This seems to be a very cautious first step towards tightening monetary policy. Although Powell did not want to comment on Wednesday when the support can be phased out.
For the time being, that is not the case, and the Fed will maintain interest rates in a range of 0 to 0.25%. The central bank also continues to buy $120 billion in bonds a month.
Pressure on the Fed has already increased in recent months, as inflation is also rising. In May, it already moved towards 5%, well above the Fed’s target of 2%. Powell said he expects inflation to fall again in a few months, averaging around 2%, as he and his fellow executives would like to see.
“It’s hard to say exactly when that will be,” Powell said Wednesday night. “If inflation gets too high, we intervene. Moreover, inflation is only half of our mandate.”
In addition to manageable inflation, the Fed also aims to maximize employment. The US is not there yet either, in June unemployment stood at 5.9%. The Fed expects that percentage to fall in the coming months as the economy continues to start up. Powell called the job market “very strong,” with many vacancies and rising wages.
ING economist James Knightley also does not expect ‘tapering’, as the phasing out of support from central banks is called, in the very short term. “U.S. employment is still 6 million lower than before the pandemic, while the delta variant represents a new source of uncertainty.”
Exciting balance
This reduction is a complicated balancing act for central banks. In recent years, stock markets have fully benefited from the billions from central banks. Withdrawing too quickly or making too strong statements can cause panic in the financial markets. Powell has not yet looked at the cards under which circumstances the Fed will turn off the money tap. The only thing he wanted to say is that it is likely that the Fed will cut back on bond purchases before interest rates go up.

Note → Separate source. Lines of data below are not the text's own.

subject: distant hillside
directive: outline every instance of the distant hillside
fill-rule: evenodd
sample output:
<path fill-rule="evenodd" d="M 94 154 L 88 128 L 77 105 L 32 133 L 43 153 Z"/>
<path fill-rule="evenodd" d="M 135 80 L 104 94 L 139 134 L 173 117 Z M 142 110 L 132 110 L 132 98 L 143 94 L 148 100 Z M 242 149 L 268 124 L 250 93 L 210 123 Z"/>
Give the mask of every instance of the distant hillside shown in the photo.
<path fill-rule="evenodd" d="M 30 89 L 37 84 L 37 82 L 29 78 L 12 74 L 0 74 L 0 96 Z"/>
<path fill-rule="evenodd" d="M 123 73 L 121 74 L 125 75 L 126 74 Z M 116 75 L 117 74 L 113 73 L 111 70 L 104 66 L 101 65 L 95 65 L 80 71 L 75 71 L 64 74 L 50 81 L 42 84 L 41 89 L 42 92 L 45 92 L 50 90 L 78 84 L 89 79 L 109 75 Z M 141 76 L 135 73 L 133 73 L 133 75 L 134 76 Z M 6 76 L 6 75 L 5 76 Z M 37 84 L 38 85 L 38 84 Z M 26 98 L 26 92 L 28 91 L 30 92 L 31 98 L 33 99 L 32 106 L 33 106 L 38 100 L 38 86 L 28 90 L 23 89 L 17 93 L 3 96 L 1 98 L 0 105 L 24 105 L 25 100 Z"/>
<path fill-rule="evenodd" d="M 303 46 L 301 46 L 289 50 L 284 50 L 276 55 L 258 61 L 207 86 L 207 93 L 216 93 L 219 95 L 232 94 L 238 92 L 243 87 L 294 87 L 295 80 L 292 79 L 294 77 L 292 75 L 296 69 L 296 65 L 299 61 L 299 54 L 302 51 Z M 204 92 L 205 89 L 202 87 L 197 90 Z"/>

How exciting markets are finding this balancing act became apparent shortly after the Fed issued the statement that the US is getting closer to the Fed’s target. Immediately afterwards, the dollar fell 0.3% against the euro, currency analyst Ima Sammani of Monex Europe noted. “This is enough to convince markets that an earlier announcement of tapering is imminent. This announcement is likely to take place in September or December.”